Saturday, January 03, 2009

Computer security - a complicated problem

Technology is advancing really fast..but so are security threats. With the fast growing Internet and its exposure to even a common man, security threats have become much easier to perform and much more complicated to deal with.

With only ~900 million IPv4 addresses remaining for use in the Internet (out of roughly 4294 million in total), you can imagine the number of nodes connected to the internet -- this ofcourse excludes those computers which are connected to the Internet over NAT and proxy servers. And a number of computers share a set of public DHCP IP addresses on different time slots. So you can imagine the total number of computers connected to the Internet -- it's huge! So what does it mean to me as an end user?

Earlier when computers weren't connected, the number of ways a virus can enter a computer was very limited. Infact only through removable media. This could not happen without the user interaction (atleast, the user had to insert an infected disk). But now that the computer is connected with billion others, there are billions of nodes which can affect your computer and more importantly "without" even you knowing about it!!

The traditional means of virus protection through signature will slowly go obsolete -- as there are just too many viruses. The rate of new viruses is slowly increasing and at some point, the round-trip time for the AV vendors to publish new signatures for new viruses would be too late to stop the damage. In addition, new viruses are also self-mutating (they change their own footprint while retaining the same functionality) which makes the signature based protection much more complicated and sometimes useless.

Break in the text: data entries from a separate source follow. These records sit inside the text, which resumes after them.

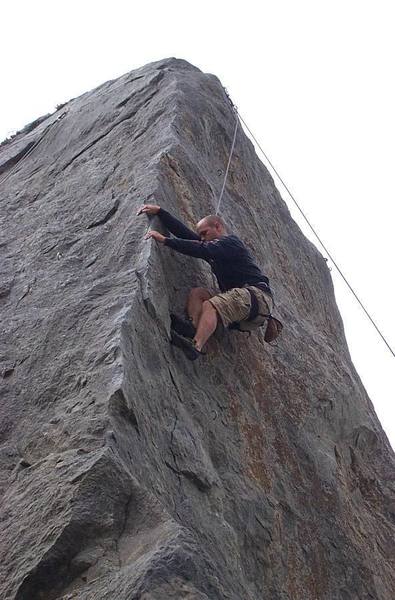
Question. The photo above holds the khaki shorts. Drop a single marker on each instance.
(235, 304)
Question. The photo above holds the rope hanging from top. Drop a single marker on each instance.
(234, 109)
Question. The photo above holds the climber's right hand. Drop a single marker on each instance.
(148, 209)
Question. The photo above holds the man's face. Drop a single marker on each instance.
(208, 233)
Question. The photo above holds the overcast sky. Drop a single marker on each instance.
(313, 80)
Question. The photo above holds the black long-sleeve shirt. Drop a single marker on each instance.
(230, 260)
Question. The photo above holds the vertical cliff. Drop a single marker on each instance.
(126, 471)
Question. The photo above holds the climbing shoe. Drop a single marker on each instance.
(187, 345)
(184, 328)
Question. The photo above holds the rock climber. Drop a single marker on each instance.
(234, 268)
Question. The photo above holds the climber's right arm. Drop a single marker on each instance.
(171, 223)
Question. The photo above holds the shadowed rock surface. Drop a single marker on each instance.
(128, 472)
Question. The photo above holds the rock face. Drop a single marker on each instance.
(126, 471)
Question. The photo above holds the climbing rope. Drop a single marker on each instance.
(302, 213)
(234, 108)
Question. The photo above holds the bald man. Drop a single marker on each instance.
(234, 268)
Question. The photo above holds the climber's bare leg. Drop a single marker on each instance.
(207, 324)
(196, 298)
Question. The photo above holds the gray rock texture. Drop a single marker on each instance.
(128, 472)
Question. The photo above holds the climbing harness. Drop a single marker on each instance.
(256, 319)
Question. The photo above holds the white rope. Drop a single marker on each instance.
(230, 158)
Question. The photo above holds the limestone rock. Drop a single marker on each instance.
(126, 471)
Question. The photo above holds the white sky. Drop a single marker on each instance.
(314, 80)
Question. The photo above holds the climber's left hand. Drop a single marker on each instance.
(158, 237)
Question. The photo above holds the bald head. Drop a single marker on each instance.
(211, 228)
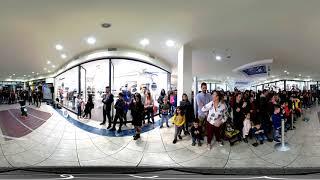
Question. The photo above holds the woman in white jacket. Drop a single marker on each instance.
(216, 110)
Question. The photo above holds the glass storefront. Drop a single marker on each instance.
(126, 75)
(67, 87)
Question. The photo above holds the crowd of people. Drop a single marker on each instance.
(34, 97)
(223, 116)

With the AV vendors already migrating towards behavior based protection, the problem is getting better but it has its own problems. The heuristics of behavior based protection has to be smart enough to catch and stop a malicious virus and liberal enough to allow a legitimate program to do its job. The problem is much more complicated than it sounds (if it didn't), and I believe it is impossible to achieve this unambiguously. To resolve such ambiguities, the applications will need to ask the decision from the user, which is mostly confusing to a common user. There is a good chance that a common user would not understand the question.

Like, what if my body asks me "The pituitary gland is trying to secrete an enzyme 'abc' and is trying to send it to your kidney -- this seems suspicious, do you want to allow this?" -- a question on a virus's behavior might look equally awkward to a common user. But for a computer user it is becoming necessary to know some intricacies about its functionality -- because the problem itself is complicated.

In spite of all these AV products, it also requires discipline from the user while using the computers (specially while having access to the threat-entry-points like removable media, email, Internet etc.,) to be really safe. I don't believe that any AV product can provide 100% security. I think 'having all possible AV products and not having self discipline is much more dangerous than not having any AV product but having self discipline'. Understanding the various security threats is crucial to protect oneself from such attacks.

A new form of security threat which is seeming the most dangerous one is "botnet". The more I think of it, the more dangerous it looks to me. It requires a separate post; will write about it later.